Ситуация стала безнадежной. Из двух зол, мордобой или грабеж, требовалось выбрать лучшее.
— Дрейфишь сразу на пайку, давай разок спонта, для близиру. — Горбатый почти насильно торкал моей рукой в ремень; я трусливо отстранялся.
— Ты ж клевый кореш, Жид! Свой в доску! — поднажал он и жестко просипел: — Суй!
От предчувствия неминуемой беды мутило. Понимал одно, — пропал, не выкрутиться!
— Не хочу …
— Кончай хипиш! К нему как к своему, а он … — Никола обхватил пятерней мою шею, пальцы впились в тело, почти сомкнувшись у горла.
Дикая боль диктовала одно: покорность. Я не выдержал и ткнул в центр скрученного ремня дрожащим пальцем. Ремень распустился и поймал его петлей.

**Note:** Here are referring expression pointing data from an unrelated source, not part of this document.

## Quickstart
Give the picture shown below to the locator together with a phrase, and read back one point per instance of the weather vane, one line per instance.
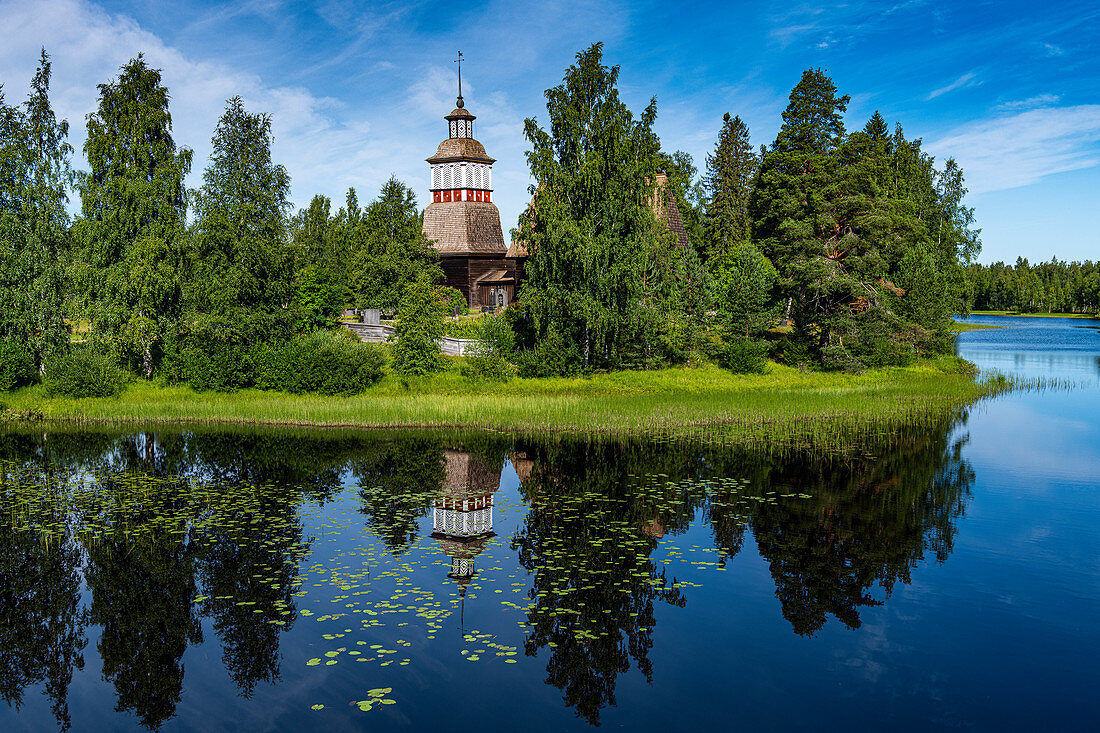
(459, 62)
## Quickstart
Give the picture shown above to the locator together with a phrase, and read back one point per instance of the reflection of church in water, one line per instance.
(462, 511)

— Должен пайку! — взвился Горбатый радостью. — Давай еще. Отыграешься и квиты!
— Не надо, — заскулил я, но хватка на шее сошлась клещами. Дальше упорствовать не было сил. Мухлевку вторично разыграли как по нотам.
— Должен две пайки! — хитро сощурился Никола и предостерег: — Заложишь, удавлю! Зеньки выткну! — Растопыренными пальцами он ткнул мне в глаза, мазнул вниз по щекам, сотворив смазь.
— Не вздумай жилить! Не вынесешь пайку, две стребуем! — пригрозил предусмотрительный Горбатый и, спохватившись, добавил мягко и вкрадчиво:
— Тронет кто, — свистни! В обиду не дадим!
— Ништяк! Айда арканить Царя!
Они поперли в самую гущу рядов, расталкивая малышей, отдавливая ноги зазевавшимся.
Досматривал фильм в смятении. Мысленно искал спасения, снова и снова проигрывал про себя пререкания с Горбатым: возможно, что-то не так сказано и можно будет отпереться. Одно было понятно: вляпался по всем правилам, по самые уши, теперь не выкарабкаться. Палец попал в капкан, и упорно зрела убежденность — останусь без руки.
Я старался не думать о предстоящем обеде, когда придется потянуть в себя кисловатый аромат хлеба, почувствовать на ладони его упругость и тяжесть, представить хруст корочки на зубах и, захлебнувшись слюной, передать в чужие руки. Как вытерпеть, не сглотнуть собственный кровный ломтик? Напрасно пытался я сладить с разыгравшимся воображением. Смятение усиливалось.